Striking Teachers Are Fighting For Much More Than Paychecks
While national news outlets hail the conclusion of a historic teacher strike in Chicago, another important story often overlooked by national reporters is the ongoing struggle to defend public education in the months that follow successful strikes. In Oakland, California, where teachers won important concessions from the district as a result of their strike earlier this year, the community is nevertheless still seeing their students’ education undermined by lack of resources and disrupted by school closures and further privatization from charter schools.
Recently, when Oakland teachers, joined by contingencies of parents and students, showed up at a school board meeting to voice their opposition to a decision to close a beloved elementary school, they were met with barricades and a phalanx of police officers who roughed up peaceful protesters.
The ongoing struggle that continues in Oakland after teachers held a successful strike illustrates why advocacy for public education can no longer settle for labor-friendly contracts that make life better for teachers and students, but has to challenge more widespread political and societal conditions that undermine schools, as Chicago teachers just did.
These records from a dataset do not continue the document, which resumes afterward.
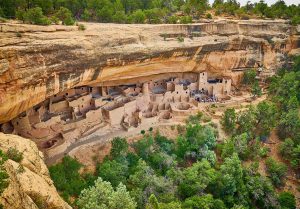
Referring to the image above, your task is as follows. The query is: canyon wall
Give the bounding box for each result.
[0,20,299,123]
[0,133,71,209]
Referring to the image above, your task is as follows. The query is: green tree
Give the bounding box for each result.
[253,0,268,16]
[255,101,277,136]
[97,159,128,187]
[178,160,216,199]
[278,192,296,209]
[183,194,226,209]
[217,153,247,207]
[49,156,86,197]
[279,138,294,160]
[236,106,256,137]
[265,157,287,187]
[110,137,129,159]
[242,69,256,85]
[77,177,136,209]
[128,9,146,23]
[112,11,128,23]
[23,7,51,25]
[277,109,300,141]
[128,160,175,208]
[54,7,75,25]
[221,108,236,134]
[251,81,262,97]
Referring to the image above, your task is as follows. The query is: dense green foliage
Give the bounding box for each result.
[50,123,293,208]
[267,56,300,174]
[49,156,96,201]
[1,0,300,25]
[213,0,300,24]
[77,177,136,209]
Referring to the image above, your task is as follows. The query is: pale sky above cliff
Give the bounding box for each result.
[208,0,300,6]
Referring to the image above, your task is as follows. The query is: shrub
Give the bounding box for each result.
[6,147,23,162]
[17,164,25,174]
[240,14,250,20]
[50,16,60,24]
[54,7,74,25]
[278,192,296,209]
[167,16,178,24]
[265,157,287,187]
[243,69,257,85]
[291,16,300,26]
[78,24,86,31]
[177,36,184,42]
[251,81,262,97]
[30,194,47,209]
[128,10,145,24]
[149,127,153,132]
[0,150,9,195]
[206,13,212,19]
[110,137,128,159]
[141,130,145,134]
[180,16,192,24]
[221,108,236,134]
[81,9,91,21]
[16,32,22,38]
[23,7,51,25]
[112,11,127,23]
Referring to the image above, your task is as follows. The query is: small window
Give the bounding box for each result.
[225,80,227,83]
[82,98,84,101]
[54,95,57,97]
[82,87,84,90]
[90,102,92,105]
[66,93,68,96]
[186,91,188,94]
[16,122,19,125]
[177,92,178,94]
[203,73,204,75]
[82,105,83,108]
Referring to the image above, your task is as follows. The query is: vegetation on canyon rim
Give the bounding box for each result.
[0,0,300,25]
[46,56,300,209]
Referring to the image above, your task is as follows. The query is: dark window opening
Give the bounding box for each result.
[16,122,19,125]
[66,93,68,96]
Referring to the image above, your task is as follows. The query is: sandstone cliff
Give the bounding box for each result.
[0,20,299,123]
[0,133,71,209]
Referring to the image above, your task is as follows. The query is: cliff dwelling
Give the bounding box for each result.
[0,71,233,155]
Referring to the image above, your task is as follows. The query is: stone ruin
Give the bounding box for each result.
[0,72,232,153]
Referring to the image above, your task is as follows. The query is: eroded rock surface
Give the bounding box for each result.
[0,133,71,209]
[0,20,299,123]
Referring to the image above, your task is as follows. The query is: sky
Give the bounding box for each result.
[208,0,300,6]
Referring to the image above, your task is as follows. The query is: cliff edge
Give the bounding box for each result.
[0,133,71,209]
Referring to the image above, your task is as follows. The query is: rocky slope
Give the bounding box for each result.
[0,133,71,209]
[0,20,299,123]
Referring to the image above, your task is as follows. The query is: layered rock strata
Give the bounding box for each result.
[0,20,299,123]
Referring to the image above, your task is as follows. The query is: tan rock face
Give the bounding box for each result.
[0,133,71,209]
[0,20,299,123]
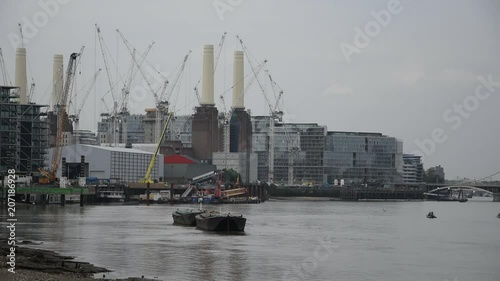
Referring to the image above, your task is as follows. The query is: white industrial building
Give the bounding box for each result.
[45,144,163,182]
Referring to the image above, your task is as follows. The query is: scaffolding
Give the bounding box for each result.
[0,86,48,174]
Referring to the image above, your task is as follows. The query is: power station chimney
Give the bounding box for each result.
[232,51,244,109]
[15,48,27,104]
[200,44,215,106]
[52,54,64,109]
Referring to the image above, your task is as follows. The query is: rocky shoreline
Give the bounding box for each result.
[0,240,157,281]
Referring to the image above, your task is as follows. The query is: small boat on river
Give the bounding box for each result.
[427,212,437,219]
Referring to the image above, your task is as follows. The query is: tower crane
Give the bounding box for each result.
[17,24,36,103]
[18,23,25,48]
[0,48,12,86]
[116,33,155,114]
[158,50,191,141]
[237,35,298,185]
[69,69,102,142]
[117,29,168,142]
[266,70,297,186]
[264,69,284,184]
[159,50,191,107]
[119,42,154,144]
[96,24,120,145]
[38,52,80,183]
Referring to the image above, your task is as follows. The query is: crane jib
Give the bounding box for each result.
[142,112,173,183]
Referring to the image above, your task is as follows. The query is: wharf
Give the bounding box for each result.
[268,187,423,201]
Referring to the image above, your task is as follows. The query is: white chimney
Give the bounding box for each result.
[15,48,27,104]
[52,54,64,109]
[232,51,244,109]
[200,44,215,106]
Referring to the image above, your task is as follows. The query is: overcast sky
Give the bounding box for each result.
[0,0,499,180]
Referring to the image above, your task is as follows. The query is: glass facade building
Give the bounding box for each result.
[402,154,424,183]
[251,116,326,185]
[324,131,403,186]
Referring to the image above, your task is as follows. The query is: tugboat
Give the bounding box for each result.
[195,211,246,232]
[426,211,437,219]
[172,209,206,226]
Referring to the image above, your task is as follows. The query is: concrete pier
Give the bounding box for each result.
[494,193,500,202]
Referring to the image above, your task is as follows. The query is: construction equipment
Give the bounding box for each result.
[96,24,120,145]
[118,29,173,143]
[237,36,297,185]
[263,70,285,184]
[69,69,102,139]
[0,48,12,86]
[140,112,174,184]
[38,52,80,183]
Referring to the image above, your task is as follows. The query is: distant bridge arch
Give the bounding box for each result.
[427,185,493,195]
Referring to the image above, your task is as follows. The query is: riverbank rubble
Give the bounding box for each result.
[0,240,159,280]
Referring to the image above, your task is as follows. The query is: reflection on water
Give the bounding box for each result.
[1,198,499,281]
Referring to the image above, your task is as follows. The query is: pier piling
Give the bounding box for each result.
[494,193,500,202]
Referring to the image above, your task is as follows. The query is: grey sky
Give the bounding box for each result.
[0,0,499,180]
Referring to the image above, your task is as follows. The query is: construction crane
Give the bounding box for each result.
[96,24,121,145]
[151,50,192,141]
[140,112,174,184]
[265,70,284,184]
[27,82,35,103]
[38,52,80,183]
[117,29,160,104]
[219,59,267,153]
[0,48,12,86]
[69,68,102,141]
[268,72,297,186]
[18,23,25,48]
[194,32,227,104]
[159,50,192,107]
[118,38,154,114]
[117,29,168,142]
[237,35,298,185]
[17,24,36,103]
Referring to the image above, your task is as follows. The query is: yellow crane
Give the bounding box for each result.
[38,52,80,183]
[140,112,173,184]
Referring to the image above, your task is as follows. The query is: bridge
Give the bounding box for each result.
[425,183,500,193]
[424,185,499,202]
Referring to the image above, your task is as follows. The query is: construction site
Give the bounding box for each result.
[0,25,406,205]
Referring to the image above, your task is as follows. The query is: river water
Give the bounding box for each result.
[1,198,499,281]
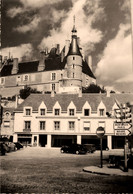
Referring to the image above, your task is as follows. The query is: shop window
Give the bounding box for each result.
[54,121,60,130]
[69,109,74,116]
[84,109,90,116]
[40,121,45,130]
[25,121,31,129]
[69,121,75,130]
[54,109,60,116]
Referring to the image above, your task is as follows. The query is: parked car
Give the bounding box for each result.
[96,144,109,151]
[14,142,23,150]
[0,142,9,155]
[7,142,17,152]
[83,144,96,153]
[60,144,87,154]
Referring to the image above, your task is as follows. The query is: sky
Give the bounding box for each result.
[1,0,133,93]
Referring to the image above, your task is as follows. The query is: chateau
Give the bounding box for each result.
[0,24,96,97]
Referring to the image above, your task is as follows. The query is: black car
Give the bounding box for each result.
[14,142,23,150]
[60,144,87,154]
[83,144,96,153]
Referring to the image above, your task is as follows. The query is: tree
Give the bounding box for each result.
[19,86,41,99]
[82,84,106,93]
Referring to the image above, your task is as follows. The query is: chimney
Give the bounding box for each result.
[65,40,70,56]
[88,55,92,70]
[4,56,8,65]
[56,44,60,55]
[0,55,2,68]
[11,58,19,74]
[106,90,110,97]
[61,50,65,62]
[15,95,18,108]
[78,87,82,97]
[38,51,46,71]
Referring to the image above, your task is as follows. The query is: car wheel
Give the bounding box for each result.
[60,149,64,153]
[76,150,79,155]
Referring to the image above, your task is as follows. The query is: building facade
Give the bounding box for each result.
[13,93,133,149]
[0,25,96,97]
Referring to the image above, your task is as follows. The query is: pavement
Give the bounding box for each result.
[83,149,133,176]
[83,165,133,176]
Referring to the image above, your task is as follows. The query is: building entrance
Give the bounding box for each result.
[39,135,47,147]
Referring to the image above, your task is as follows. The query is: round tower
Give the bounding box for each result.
[66,18,82,88]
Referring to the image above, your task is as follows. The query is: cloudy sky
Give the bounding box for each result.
[1,0,133,93]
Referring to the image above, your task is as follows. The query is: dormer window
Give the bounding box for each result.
[99,109,104,116]
[26,109,31,116]
[40,108,45,115]
[69,109,74,116]
[84,109,90,116]
[55,109,60,116]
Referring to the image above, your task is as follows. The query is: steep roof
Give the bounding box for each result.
[67,37,82,57]
[82,60,96,79]
[15,93,133,112]
[0,54,95,78]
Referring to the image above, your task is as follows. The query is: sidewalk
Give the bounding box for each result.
[83,165,133,176]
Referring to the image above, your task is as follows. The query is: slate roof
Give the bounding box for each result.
[0,53,95,78]
[15,93,133,112]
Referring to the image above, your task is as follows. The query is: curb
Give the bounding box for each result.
[83,168,115,176]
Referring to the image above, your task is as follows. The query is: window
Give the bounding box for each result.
[23,74,29,81]
[69,109,74,116]
[69,122,75,130]
[55,109,60,115]
[73,57,75,60]
[51,73,56,80]
[52,83,55,91]
[40,109,45,115]
[73,73,74,78]
[25,109,31,115]
[98,121,105,129]
[83,121,90,131]
[72,64,75,69]
[16,76,21,83]
[25,121,31,129]
[0,77,5,85]
[84,109,90,116]
[99,109,104,116]
[40,121,45,130]
[54,121,60,130]
[4,121,10,127]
Calling for these deeper structural changes means taking on an economic and political agenda and a hierarchy of policy leaders that choose to give public funds and tax breaks to an array of beneficiaries other than public schools.
Advocating for this more ambitious goal can result in real change not only in local communities, as teachers have been proving in Chicago, but also on the national stage where leading presidential candidates in the Democratic Party are finally turning away from the decades-long narrative that public schools are failed institutions and the solution is to withhold funding from them and subject them to competition from a parallel charter school industry.